At the design stage of the project more then 10 years ago 2D static and dynamic FEM analyses were performed for two most important parallel caverns - those of machine hall (MH) and transformer hall (TH) (Fink et al, 1991). STATAS/DYNAS FEM package was used for numerical modeling on available mainframe computers (Yufin 1979). For obvious reasons the geological model taken for the analysis at that time could not be so detailed as at the recent period, when excavation of the underground openings is almost completed. The results showed high sensitivity of the set of two openings to the adopted sequence of excavation/anchoring of caverns. For the case of dynamic loading the primarily importance was given to the absence of the rigid vault structures in both caverns. Importance of the thorough monitoring program for the construction period was high lined. Accounting for different design of the future powerhouse cavern of the pumped storage station in a 3D case (Barton et al, 1994) until now has no practical consequences. Recent analyses has been performed for three principal cases: 3D for real complex geological structure of the site, 3D for average uniform geological structure and 2D for one of representative cross-sections of the real 3D case. Two last cases were analyzed as the reference basis both for the main case and previous analyses of these and independent authors. Results of extensometer measurements are compared with those of numerical simulations.
The geology of the region is described by Singh & Goel (1999a). The rock mass in the vicinity of all caverns is composed prevailingly of phyllites of different degree of jointing and fracturing.
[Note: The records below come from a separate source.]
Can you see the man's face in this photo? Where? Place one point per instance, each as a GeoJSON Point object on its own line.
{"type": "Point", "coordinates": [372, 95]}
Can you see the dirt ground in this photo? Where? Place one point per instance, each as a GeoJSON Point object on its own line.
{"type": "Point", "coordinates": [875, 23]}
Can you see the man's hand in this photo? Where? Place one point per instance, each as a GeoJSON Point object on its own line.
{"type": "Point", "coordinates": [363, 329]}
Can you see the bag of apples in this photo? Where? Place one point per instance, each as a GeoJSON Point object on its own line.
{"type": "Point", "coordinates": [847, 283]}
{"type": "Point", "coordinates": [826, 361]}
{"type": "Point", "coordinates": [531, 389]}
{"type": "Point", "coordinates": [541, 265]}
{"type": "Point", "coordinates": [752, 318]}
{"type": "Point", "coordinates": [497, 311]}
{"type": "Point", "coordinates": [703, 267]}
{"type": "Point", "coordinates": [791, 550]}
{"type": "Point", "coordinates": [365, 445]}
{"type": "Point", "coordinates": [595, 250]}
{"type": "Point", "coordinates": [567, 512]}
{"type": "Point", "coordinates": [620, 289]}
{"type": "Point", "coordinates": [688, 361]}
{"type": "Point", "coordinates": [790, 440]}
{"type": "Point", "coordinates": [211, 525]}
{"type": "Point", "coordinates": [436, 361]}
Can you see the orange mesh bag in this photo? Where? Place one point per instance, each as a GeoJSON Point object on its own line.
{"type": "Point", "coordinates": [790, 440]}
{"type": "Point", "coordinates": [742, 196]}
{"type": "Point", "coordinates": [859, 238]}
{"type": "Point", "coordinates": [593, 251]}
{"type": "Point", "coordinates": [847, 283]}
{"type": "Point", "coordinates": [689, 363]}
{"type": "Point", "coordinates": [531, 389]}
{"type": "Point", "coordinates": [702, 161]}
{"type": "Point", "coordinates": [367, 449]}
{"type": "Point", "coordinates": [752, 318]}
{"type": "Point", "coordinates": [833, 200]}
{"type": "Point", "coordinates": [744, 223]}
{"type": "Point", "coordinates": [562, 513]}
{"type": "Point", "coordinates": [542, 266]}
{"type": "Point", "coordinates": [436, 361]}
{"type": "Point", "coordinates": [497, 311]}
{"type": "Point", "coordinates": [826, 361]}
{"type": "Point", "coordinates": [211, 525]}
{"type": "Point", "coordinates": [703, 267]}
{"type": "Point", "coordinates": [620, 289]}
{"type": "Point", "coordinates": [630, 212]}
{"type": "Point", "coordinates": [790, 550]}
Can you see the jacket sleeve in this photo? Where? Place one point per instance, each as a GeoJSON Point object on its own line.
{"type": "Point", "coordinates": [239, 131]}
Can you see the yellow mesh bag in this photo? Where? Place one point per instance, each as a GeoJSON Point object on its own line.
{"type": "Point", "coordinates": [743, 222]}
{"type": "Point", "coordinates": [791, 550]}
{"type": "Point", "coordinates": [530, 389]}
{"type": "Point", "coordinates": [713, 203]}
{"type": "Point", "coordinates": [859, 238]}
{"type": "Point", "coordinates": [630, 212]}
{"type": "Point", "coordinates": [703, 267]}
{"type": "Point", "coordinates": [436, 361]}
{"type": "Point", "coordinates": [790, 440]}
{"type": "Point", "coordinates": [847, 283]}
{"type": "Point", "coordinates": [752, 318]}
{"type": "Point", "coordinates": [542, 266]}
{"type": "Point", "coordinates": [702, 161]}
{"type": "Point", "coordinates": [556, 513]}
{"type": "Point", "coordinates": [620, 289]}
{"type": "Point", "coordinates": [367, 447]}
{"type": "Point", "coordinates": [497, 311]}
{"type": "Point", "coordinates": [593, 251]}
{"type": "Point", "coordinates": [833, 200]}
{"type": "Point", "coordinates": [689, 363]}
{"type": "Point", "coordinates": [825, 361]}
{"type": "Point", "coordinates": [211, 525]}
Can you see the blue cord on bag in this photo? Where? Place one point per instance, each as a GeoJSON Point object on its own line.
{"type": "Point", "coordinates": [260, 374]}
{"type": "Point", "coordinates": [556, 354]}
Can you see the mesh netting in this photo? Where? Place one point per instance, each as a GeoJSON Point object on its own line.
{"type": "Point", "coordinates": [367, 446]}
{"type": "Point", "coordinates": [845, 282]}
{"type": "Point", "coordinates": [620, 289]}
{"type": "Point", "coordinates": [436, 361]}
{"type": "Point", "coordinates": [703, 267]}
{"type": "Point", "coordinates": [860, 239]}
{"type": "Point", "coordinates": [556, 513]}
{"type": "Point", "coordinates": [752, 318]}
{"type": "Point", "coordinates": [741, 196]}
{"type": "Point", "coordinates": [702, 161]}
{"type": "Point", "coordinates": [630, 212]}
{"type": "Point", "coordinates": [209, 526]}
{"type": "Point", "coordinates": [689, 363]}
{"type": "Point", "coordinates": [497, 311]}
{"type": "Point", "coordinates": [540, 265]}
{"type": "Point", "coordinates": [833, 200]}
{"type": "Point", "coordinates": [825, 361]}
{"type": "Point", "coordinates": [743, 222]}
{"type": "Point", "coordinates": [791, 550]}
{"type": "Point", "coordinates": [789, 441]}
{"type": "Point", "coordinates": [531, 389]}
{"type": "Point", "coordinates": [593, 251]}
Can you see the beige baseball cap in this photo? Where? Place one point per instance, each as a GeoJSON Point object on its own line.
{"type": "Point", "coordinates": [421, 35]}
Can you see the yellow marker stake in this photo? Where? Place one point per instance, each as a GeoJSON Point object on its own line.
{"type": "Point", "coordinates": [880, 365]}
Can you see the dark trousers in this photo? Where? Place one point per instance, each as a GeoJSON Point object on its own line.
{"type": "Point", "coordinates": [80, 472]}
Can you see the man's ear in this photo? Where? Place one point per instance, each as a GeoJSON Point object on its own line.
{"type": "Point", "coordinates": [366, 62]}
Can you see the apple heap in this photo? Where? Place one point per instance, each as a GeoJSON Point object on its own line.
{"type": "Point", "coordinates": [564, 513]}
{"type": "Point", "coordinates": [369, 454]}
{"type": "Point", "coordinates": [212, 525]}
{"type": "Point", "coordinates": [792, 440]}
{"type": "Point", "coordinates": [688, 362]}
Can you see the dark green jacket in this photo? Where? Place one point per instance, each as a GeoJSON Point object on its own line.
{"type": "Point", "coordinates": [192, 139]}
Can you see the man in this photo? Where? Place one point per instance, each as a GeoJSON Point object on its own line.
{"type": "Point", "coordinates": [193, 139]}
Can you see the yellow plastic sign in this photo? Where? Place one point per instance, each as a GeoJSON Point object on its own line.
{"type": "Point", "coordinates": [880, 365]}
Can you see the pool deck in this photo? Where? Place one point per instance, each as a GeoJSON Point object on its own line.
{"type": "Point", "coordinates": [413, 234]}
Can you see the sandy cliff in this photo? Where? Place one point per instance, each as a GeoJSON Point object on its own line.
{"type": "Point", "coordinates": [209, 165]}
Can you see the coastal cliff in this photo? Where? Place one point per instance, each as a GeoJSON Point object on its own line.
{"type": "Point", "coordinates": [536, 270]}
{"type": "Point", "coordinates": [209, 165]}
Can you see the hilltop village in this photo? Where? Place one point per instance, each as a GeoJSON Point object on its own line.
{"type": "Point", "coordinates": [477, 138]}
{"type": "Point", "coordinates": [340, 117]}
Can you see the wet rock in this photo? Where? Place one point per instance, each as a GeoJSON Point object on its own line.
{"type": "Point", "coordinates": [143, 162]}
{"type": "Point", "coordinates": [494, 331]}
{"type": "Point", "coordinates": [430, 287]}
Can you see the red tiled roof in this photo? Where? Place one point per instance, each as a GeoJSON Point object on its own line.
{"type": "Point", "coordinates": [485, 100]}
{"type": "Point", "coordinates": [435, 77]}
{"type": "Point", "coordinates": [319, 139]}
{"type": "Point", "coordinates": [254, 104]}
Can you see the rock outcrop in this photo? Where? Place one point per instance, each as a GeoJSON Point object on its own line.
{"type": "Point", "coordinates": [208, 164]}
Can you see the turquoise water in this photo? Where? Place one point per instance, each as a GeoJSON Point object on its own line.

The set of caverns is situated at the depth of approximately 300 m.
An exact assessment of the initial state requires the simulation of the loading history. This was obtained by superposing gravity and the stress state considered as initial stress state. The result is a zero-deformation state associated with gravity induced stress state. Initial stress Independent of gravity is accounted for in a similar way. The analyses domain is assumed to have no horizontal and vertical movements in the lower boundary and no horizontal movements on the vertical surfaces. The obtained stress state of the rock mass served as input for the subsequent stages of analysis. For the sake of a more detailed study, of the rock mass stress-strain state two series (cases) of numerical analyses have been made in the 3-D formulation of the problem. (- case 1 considers the rock mass to be homogeneous continuum).